WASHINGTON (AFP) – A nationwide drop in COVID-19 cases and improvements in economic indicators have raised hopes that the United States (US) labour market is on the upswing, and government data out yesterday showed how strong that recovery is.
The Labour Department released its January employment report, providing the latest unemployment rate and showed how many jobs the economy added or lost last month.
The December report brought ill tidings, with the unemployment rate flat at 6.7 per cent as the economy lost 140,000 positions after states imposed new business restrictions to cope with surging coronavirus infections.
In the weeks since, the US has seen a nationwide decline in new cases, prompting states to ease those measures, and government and private surveys have picked up signs of improvement.
“Our forecast is a 200,000 increase in January payrolls.

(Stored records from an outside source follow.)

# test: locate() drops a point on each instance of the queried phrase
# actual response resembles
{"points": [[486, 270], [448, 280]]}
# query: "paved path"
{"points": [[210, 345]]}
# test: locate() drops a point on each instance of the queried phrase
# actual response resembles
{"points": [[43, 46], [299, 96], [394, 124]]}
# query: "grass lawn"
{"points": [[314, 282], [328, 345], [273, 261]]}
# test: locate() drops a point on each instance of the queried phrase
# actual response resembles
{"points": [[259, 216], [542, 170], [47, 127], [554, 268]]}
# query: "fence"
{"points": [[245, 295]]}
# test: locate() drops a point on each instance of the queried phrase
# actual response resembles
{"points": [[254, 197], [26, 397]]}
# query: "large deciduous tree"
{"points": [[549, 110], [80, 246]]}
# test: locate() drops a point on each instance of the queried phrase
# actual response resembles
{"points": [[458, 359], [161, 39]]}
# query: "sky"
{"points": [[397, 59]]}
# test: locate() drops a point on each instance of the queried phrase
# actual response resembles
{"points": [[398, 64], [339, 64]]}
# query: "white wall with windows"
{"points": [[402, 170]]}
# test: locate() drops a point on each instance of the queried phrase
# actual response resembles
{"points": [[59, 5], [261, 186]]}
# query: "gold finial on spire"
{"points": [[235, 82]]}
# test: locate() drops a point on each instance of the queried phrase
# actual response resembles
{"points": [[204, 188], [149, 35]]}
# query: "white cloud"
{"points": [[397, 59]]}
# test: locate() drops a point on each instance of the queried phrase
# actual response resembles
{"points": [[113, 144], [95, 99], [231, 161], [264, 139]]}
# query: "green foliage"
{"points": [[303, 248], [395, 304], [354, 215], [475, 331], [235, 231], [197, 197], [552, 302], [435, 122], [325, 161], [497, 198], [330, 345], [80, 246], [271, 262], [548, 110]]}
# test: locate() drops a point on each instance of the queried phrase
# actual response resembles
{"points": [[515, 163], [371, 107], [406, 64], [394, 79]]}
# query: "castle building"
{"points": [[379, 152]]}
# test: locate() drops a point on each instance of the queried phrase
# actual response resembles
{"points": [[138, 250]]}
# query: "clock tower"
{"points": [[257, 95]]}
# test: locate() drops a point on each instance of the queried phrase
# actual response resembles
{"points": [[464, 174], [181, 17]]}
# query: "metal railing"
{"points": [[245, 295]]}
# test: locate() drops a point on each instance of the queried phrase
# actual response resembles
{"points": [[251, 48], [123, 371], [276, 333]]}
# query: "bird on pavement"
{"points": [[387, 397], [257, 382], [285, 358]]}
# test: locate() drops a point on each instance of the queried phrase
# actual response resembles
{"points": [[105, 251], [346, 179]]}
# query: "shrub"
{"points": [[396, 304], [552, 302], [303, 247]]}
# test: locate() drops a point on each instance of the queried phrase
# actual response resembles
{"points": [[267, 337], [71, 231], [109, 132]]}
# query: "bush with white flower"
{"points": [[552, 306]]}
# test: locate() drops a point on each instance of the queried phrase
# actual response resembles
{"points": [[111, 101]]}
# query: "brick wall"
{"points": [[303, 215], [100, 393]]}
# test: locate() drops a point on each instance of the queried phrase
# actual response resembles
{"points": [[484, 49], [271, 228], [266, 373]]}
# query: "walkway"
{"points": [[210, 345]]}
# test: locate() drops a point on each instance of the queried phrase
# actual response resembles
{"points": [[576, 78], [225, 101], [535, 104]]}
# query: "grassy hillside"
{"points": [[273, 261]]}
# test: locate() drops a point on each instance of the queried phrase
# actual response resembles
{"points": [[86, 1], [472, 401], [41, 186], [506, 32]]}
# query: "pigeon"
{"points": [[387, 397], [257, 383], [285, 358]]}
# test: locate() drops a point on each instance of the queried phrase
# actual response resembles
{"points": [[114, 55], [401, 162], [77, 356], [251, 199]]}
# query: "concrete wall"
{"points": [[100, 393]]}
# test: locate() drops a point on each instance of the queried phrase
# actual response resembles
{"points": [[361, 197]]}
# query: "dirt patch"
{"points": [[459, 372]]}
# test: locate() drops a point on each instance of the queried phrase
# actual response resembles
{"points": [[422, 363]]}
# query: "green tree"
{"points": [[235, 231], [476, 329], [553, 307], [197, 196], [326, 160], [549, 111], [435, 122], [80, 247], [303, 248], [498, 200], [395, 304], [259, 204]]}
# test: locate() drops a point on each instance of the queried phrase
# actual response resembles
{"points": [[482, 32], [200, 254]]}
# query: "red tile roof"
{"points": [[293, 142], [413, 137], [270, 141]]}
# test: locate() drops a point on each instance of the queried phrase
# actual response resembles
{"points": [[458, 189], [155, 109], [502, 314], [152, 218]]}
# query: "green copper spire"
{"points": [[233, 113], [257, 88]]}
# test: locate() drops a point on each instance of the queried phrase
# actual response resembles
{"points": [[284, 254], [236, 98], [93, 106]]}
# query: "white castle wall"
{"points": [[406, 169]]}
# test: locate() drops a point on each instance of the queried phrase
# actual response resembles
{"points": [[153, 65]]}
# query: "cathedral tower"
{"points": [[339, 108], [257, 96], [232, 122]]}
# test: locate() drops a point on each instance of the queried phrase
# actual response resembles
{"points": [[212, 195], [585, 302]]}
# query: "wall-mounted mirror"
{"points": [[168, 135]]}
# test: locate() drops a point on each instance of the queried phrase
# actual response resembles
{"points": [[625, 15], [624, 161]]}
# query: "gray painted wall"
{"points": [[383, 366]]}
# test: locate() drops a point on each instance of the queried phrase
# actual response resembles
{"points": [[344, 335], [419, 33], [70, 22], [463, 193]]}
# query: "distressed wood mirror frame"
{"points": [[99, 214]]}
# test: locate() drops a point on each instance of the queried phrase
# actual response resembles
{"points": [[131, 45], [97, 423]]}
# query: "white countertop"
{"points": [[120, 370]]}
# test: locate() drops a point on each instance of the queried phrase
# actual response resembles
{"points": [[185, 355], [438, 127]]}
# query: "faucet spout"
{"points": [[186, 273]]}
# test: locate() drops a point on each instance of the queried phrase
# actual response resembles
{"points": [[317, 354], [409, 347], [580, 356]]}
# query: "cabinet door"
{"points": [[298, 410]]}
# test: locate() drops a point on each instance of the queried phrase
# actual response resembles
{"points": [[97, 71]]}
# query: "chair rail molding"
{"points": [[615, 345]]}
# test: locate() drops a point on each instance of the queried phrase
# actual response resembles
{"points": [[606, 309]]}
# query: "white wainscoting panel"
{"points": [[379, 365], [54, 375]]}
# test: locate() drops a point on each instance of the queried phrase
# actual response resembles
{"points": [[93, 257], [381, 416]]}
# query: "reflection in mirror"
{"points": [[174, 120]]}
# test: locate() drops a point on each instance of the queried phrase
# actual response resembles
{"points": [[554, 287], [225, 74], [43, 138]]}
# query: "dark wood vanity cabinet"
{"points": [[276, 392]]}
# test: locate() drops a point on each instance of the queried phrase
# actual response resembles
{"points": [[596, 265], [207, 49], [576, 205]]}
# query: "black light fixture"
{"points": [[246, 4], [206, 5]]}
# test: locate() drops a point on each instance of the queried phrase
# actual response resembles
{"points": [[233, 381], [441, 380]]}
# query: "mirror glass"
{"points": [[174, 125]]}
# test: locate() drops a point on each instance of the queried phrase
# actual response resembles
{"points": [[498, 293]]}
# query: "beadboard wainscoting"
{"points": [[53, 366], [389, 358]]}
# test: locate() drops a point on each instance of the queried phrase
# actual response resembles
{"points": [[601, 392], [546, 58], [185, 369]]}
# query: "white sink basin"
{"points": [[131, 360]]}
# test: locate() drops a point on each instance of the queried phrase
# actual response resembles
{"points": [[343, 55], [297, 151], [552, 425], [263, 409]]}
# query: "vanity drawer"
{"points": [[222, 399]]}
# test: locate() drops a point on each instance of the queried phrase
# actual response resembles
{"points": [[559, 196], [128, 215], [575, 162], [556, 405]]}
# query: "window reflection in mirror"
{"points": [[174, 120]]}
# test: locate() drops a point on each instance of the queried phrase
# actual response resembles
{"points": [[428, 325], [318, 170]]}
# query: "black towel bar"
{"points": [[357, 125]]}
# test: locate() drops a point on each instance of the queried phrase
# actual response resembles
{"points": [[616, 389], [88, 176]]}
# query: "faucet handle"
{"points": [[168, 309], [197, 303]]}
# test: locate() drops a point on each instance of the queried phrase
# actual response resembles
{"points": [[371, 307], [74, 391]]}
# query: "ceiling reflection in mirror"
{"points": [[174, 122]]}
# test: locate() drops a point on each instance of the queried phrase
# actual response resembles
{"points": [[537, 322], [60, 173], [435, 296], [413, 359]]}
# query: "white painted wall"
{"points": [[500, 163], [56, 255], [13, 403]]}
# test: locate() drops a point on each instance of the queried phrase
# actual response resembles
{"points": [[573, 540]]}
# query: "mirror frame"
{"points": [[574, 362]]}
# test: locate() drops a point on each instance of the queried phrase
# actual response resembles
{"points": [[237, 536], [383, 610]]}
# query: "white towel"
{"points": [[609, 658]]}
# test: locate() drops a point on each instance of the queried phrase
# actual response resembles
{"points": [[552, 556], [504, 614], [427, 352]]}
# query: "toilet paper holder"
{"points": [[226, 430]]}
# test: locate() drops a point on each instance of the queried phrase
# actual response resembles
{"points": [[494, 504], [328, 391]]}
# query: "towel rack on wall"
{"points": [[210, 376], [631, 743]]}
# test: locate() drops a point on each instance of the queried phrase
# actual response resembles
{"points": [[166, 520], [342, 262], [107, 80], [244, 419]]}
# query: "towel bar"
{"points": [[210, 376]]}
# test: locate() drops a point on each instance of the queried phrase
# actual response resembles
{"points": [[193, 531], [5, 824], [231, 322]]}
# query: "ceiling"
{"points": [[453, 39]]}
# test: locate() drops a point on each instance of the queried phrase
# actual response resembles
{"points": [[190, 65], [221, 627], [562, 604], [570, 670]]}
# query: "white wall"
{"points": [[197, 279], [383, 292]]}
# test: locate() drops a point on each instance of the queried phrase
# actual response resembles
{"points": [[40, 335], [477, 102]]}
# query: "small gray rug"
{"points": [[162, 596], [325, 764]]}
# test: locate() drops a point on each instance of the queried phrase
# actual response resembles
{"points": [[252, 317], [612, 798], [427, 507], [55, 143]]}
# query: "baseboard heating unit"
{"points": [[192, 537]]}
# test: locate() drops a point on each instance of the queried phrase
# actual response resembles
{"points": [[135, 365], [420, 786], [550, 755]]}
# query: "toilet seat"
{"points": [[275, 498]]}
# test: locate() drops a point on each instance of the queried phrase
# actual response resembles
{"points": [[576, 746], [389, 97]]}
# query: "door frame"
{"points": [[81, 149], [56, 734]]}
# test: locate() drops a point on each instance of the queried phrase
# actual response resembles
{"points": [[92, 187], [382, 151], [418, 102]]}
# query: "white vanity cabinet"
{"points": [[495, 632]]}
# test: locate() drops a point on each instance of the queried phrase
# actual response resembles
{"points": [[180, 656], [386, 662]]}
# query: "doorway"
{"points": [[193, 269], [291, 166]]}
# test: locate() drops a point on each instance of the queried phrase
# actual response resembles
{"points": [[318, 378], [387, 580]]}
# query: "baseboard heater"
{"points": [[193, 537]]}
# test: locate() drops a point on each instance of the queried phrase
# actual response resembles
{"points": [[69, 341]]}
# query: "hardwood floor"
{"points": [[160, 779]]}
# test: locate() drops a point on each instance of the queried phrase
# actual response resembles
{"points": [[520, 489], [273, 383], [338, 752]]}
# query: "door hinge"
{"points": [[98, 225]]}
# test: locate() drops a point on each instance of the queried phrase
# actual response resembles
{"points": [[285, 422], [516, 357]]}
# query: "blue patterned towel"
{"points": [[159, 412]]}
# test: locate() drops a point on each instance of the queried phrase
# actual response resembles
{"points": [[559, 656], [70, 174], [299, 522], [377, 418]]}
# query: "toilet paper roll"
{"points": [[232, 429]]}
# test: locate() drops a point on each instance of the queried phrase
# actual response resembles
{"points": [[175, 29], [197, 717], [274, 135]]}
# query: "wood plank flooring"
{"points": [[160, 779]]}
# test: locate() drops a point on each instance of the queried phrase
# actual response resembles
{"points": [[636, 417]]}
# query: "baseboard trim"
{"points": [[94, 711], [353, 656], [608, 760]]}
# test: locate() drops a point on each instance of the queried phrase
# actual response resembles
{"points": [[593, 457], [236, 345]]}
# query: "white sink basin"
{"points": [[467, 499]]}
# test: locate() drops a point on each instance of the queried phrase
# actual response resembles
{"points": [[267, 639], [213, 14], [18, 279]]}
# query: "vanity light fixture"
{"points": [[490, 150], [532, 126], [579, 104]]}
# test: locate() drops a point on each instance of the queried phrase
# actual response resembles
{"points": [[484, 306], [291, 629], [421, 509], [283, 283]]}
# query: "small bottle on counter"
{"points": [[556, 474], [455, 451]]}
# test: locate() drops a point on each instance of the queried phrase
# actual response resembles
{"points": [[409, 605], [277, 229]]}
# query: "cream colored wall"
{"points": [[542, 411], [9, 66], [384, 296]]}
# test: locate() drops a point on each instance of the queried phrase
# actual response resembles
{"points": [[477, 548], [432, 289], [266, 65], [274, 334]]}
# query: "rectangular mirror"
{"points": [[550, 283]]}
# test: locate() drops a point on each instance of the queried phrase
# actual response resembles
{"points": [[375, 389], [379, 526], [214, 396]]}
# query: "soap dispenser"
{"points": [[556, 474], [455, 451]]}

But the balance of risks probably is to the upside; we’d be much less surprised by a 500,000 overshoot to the consensus than a 500,000 undershoot,” Ian Shepherdson of Pantheon Macroeconomics said.
Business shutdowns starting in March to stop COVID-19 from spreading caused mass layoffs and a surge in the unemployment rate to 14.7 per cent, but it has declined in the months since, albeit at an increasingly slow rate.
The December report was the first contraction in payrolls since the crisis began, though the drop did not change the overall jobless rate. The weeks to follow have brought signs hiring is improving.
The Labour Department reported new claims for jobless benefits declining for the past three weeks straight, though the monthly employment report covers the week containing the 12th of the month, and might not capture all of those improvements.